A dog's brain is only one-tenth the size of a human's brain and they are often attributed with the intelligence equivalent to that of a two year old child. Although recently, through technology like a MRI machine, researchers are learning there is much more on a dog's mind than they expected. Researchers with several institutions wanted to see how a dog's brain responded to certain stimulus. They trained several dogs to sit still in an MRI machine for up to thirty minutes, then presented various sounds, scents, and experiences to the each dog, and then scanned how their brain's responded. 

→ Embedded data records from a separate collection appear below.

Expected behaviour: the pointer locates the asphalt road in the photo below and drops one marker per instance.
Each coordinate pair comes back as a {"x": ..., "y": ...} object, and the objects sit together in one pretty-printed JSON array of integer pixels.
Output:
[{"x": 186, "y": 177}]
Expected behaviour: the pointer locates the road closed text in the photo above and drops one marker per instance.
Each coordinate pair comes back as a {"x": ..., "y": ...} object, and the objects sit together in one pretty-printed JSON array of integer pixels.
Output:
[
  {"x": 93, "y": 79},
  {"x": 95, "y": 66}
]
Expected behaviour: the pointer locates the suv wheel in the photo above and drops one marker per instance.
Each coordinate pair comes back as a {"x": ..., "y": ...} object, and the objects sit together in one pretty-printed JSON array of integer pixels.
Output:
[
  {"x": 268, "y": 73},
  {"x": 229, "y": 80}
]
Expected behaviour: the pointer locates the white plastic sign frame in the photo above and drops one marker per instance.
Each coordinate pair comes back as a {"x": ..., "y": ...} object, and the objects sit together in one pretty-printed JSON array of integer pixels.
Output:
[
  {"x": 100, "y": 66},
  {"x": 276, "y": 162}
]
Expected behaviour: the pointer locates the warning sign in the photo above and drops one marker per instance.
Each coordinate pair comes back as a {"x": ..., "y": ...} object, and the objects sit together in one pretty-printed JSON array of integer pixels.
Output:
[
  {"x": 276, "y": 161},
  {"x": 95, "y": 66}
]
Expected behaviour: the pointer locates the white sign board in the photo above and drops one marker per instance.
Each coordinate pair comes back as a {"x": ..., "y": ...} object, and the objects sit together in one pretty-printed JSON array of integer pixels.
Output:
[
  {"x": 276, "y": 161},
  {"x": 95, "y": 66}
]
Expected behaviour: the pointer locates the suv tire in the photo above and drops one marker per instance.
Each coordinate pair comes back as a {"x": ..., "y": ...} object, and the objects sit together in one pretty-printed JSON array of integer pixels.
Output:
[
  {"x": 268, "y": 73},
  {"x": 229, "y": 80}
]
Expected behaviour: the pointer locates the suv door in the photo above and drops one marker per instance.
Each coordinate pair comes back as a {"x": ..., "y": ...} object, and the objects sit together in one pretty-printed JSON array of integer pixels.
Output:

 Volunteers pose with the brain scanner at the MR Research Center in Budapest.
They have found that dogs respond more strongly to scents of familiar humans, even to those that are not their primary caregivers compared to the scents of other dogs, even familiar dogs. Conversely, dogs respond more strongly to sounds of other dogs than to the sounds made by humans. In some of these studies, dog's were taught two different hand signals. One meant they could expect a treat, and the other meant they could not. As expected, when they were given the signal that the treat was forthcoming, the reward center in their brains lit up like a Christmas tree. This shows us that dogs understand us and can adapt to the variety of signals we use to communicate, then interpret them and react accordingly. A dog's brain, and therefore the dogs themselves display a strong reaction to human stimulus, but do they feel empathy? 
In a UK study, two researchers at Goldsmiths College in London, Deborah Custance and Jennifer Mayer, set out to determine if dogs are capable of empathy – an ability to truly understand emotion. They gathered a group of largely untrained pets, mostly mixed breeds and equally divided between males and females. Then they set up a situation with the dog’s owner and a stranger to the dog. The owner and the stranger would alternately talk, hum in an odd way, or cry. The researchers wanted to see how the dogs reacted. The dogs responded — 15 of the 18 in the study — by seeking out the person in distress, even if that person was the stranger. (1) 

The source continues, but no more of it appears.